The Foodbank is for people in crisis and provides an emergency provision of food. People needing to use the Foodbank should come with a voucher from one of the agencies we work with.
When people arrive, they are welcomed with a cup of tea or coffee and biscuits. People are seen individually and our volunteers will try to signpost them to other sources of help in the community. The food offered should provide emergency food for 3 days.
All the food we offer is non-perishable – i.e.) tinned and packed food.
It is packed in carrier bags and they are quite heavy. Some of our clients find a shopping bag with wheels or a rucksack helpful to take the produce home.
Opening times for people wishing to use the Foodbank are Tuesday and Fridays from 10.30am to 11.45 am.
We serve residents and the homeless in: Bingley, Cottingley, Crossflatts, Cullingworth, Denholme, East Morton, Eldwick, Gilstead, Riddlesden, Stockbridge and Wilsden and Allerton.
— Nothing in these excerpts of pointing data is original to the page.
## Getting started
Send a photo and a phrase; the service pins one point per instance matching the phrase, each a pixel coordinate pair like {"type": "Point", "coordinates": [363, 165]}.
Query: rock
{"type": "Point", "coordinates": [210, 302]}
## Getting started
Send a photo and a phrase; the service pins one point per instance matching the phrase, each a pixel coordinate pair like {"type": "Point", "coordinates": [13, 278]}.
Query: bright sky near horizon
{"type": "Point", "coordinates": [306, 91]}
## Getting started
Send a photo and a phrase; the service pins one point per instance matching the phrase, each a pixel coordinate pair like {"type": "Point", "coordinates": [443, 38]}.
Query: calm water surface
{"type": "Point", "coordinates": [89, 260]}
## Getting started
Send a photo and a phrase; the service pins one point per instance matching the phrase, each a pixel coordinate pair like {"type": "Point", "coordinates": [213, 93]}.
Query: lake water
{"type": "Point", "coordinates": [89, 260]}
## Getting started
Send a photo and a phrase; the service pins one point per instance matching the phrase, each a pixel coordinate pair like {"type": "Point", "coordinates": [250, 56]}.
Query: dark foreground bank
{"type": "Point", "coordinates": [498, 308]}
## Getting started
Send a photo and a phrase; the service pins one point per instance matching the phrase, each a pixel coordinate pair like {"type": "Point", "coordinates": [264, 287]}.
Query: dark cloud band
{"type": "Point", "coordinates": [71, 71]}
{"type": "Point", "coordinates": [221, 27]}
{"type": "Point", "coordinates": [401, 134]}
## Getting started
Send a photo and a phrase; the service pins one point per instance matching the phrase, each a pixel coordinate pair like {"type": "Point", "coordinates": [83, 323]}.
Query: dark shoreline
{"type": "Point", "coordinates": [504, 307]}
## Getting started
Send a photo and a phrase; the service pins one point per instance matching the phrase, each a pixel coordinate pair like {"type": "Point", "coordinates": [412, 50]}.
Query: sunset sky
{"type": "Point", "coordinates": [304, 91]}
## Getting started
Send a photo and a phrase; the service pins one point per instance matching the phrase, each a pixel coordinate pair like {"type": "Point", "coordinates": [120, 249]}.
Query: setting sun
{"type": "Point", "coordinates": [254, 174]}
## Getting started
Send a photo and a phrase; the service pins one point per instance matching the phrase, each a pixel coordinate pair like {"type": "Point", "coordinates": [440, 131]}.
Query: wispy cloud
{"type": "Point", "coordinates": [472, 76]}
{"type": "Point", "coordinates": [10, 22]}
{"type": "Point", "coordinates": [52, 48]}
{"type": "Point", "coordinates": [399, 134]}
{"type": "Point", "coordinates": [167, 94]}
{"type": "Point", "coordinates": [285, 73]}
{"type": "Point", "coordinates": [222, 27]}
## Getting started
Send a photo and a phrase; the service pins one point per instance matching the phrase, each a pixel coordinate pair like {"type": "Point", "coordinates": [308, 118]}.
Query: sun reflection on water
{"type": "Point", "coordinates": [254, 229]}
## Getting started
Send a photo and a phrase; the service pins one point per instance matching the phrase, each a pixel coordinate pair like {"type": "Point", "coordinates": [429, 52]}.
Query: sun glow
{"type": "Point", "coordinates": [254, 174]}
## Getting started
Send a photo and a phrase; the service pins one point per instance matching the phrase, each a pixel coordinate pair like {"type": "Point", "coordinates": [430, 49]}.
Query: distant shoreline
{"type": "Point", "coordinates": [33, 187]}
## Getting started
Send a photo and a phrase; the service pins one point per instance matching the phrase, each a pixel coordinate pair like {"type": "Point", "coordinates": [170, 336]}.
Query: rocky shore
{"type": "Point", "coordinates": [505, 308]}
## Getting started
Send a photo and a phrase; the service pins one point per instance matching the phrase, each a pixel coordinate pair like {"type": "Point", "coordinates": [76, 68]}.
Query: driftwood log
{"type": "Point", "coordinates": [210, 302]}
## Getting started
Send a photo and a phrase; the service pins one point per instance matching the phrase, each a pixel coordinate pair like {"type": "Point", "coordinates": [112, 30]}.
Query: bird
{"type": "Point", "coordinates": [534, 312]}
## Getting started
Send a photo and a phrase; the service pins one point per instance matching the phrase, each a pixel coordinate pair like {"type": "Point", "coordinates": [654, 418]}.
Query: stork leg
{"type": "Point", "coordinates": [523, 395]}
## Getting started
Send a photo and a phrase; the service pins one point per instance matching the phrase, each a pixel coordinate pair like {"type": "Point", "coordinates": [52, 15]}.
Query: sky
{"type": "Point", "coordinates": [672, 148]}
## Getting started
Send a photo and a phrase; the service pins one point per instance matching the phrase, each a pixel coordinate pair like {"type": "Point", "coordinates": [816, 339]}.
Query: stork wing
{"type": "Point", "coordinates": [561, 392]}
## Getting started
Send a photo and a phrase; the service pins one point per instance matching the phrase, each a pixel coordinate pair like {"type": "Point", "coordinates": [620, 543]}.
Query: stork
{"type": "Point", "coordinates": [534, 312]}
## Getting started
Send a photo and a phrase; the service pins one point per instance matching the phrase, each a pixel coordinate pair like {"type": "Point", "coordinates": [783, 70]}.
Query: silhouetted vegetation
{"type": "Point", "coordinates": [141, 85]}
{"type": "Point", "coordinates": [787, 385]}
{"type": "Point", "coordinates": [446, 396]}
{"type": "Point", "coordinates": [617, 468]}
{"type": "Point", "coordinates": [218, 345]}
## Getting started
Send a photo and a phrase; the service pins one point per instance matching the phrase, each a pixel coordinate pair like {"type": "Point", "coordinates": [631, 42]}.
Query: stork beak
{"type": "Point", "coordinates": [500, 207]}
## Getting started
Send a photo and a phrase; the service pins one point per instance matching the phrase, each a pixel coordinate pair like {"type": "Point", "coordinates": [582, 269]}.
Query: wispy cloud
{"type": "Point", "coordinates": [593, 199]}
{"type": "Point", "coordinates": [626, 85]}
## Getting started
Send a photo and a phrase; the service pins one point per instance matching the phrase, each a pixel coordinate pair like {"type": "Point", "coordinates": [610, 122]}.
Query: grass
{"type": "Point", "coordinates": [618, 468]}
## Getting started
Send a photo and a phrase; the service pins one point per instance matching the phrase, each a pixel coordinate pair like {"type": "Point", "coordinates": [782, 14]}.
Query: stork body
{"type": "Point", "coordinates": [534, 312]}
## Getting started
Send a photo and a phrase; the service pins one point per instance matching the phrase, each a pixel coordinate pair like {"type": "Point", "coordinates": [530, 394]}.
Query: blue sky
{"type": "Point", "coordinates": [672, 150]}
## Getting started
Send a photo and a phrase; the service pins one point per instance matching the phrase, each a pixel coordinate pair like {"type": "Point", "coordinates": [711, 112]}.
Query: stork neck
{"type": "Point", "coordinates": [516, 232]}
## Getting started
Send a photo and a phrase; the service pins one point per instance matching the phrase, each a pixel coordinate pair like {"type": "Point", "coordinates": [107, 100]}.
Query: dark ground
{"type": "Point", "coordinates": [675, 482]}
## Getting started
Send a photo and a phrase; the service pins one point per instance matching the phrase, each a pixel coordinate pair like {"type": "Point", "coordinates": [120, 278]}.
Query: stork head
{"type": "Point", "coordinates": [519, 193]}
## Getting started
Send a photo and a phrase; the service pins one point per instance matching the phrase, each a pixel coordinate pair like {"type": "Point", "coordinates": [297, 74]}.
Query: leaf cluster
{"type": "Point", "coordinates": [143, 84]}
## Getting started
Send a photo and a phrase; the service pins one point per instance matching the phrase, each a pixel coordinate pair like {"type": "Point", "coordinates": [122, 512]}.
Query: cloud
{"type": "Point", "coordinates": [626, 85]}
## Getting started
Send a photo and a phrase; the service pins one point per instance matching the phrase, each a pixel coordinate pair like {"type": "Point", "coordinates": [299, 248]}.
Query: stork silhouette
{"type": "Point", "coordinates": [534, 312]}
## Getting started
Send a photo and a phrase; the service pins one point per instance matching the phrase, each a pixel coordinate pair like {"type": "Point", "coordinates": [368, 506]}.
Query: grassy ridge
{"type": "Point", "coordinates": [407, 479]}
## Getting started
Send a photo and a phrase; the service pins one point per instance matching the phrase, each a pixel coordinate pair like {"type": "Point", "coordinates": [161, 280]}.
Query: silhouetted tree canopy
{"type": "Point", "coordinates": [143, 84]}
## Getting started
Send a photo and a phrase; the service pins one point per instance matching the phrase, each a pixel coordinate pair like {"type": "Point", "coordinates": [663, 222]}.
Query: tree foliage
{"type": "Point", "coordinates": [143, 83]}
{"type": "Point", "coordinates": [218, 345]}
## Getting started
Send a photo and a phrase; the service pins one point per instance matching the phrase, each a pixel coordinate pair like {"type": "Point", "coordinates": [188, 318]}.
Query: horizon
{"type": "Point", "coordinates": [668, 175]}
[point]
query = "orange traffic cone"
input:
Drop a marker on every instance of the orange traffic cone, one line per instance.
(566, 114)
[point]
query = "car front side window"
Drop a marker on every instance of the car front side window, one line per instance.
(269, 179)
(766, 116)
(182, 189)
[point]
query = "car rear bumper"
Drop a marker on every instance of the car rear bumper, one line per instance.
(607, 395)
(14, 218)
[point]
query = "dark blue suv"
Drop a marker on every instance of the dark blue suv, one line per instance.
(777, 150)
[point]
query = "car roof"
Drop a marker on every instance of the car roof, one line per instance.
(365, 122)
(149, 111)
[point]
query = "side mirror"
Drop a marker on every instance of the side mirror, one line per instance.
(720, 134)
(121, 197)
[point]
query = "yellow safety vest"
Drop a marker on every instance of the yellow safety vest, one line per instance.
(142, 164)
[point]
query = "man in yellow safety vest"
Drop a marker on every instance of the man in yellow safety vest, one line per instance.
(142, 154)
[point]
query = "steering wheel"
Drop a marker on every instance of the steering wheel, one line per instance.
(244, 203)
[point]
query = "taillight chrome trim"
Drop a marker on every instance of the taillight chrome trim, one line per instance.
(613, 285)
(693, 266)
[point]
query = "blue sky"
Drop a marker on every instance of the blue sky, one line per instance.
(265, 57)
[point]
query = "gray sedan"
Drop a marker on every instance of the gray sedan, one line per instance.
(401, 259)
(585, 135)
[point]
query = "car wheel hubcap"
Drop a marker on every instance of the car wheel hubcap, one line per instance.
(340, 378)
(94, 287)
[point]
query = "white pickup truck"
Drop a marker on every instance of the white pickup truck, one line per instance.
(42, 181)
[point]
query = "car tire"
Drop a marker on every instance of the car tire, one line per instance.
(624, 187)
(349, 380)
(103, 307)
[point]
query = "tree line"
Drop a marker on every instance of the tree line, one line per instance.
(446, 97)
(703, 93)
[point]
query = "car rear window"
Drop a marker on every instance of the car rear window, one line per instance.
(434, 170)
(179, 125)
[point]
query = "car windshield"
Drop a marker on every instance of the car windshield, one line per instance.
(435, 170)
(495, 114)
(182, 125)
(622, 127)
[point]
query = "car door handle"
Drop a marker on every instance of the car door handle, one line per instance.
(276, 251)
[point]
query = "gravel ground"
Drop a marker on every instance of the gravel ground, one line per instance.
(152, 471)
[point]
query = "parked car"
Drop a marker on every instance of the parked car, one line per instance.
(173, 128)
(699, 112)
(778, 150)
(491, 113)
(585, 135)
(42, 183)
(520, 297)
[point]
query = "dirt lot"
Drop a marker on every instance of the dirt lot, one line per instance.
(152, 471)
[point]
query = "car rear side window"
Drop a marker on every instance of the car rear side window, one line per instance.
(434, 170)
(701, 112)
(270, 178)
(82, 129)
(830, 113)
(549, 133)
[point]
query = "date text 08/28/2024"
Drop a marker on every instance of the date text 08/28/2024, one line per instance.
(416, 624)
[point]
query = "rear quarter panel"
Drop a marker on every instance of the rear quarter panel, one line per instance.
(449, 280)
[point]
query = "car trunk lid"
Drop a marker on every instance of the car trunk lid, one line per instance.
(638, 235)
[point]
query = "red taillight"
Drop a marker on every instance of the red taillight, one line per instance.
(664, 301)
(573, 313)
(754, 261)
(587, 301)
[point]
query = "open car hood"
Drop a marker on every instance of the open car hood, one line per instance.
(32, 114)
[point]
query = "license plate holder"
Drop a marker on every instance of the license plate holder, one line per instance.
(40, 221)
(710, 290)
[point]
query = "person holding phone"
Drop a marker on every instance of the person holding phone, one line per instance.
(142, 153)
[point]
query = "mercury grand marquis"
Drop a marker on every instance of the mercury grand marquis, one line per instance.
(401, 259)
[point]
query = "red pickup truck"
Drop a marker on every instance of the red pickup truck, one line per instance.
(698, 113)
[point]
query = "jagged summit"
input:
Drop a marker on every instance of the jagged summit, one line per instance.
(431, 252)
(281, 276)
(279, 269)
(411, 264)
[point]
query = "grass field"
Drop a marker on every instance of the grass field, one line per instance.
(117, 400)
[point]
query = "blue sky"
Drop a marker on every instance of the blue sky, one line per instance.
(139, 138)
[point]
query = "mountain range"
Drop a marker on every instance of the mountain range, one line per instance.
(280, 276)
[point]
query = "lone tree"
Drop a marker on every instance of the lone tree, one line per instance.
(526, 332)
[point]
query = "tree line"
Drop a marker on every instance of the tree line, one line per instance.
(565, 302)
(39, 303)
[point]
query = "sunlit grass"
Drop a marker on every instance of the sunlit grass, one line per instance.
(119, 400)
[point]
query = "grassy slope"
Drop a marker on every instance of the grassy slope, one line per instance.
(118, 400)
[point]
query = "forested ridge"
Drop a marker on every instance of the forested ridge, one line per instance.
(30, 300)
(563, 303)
The food parcels are given in exchange for a Bingley Foodbank Voucher.
Vouchers are issued by agencies which are likely to be in direct contact with eligible persons such as local schools, medical centres, bodies delivering social services, carer organisations, community support organisations, those supporting the elderly, housing bodies and centres for the homeless, substance abuse and rehabilitation organisations, women’s centres, mental health organisations, probation service and the clergy.
In order to lessen dependence, a client can normally redeem up to three vouchers in any three-month period but only one voucher on any one day the Foodbank is open.
History of usage of Bingley Foodbank
Usage of the Foodbank fluctuates. Some people come only once to get them through an immediate crisis, and others come more often as they find it difficult to manage.
Sometimes, this is through illness, debts or problems with the benefit system. Some families find it difficult to manage during the school holidays when the children miss out on free school dinners. Our volunteers try to indicate where they may find more help.
In 2015, we helped more than 340 different people – of which 219 were adults and 121 children.
Fast forward to 2019 and we had 232 visits and this then fed 422 people – 266 were adults and 156 were children.
The number of visitors to the Foodbank from the beginning of January until the 13th March 2020 are as follows: We had 65 people who came for bags of food from the Foodbank – 18 came more than once.
They represented 21 people with families and in all, we feed 100 adults and 83 children. This included a refugee group with 6 adults and 11 children.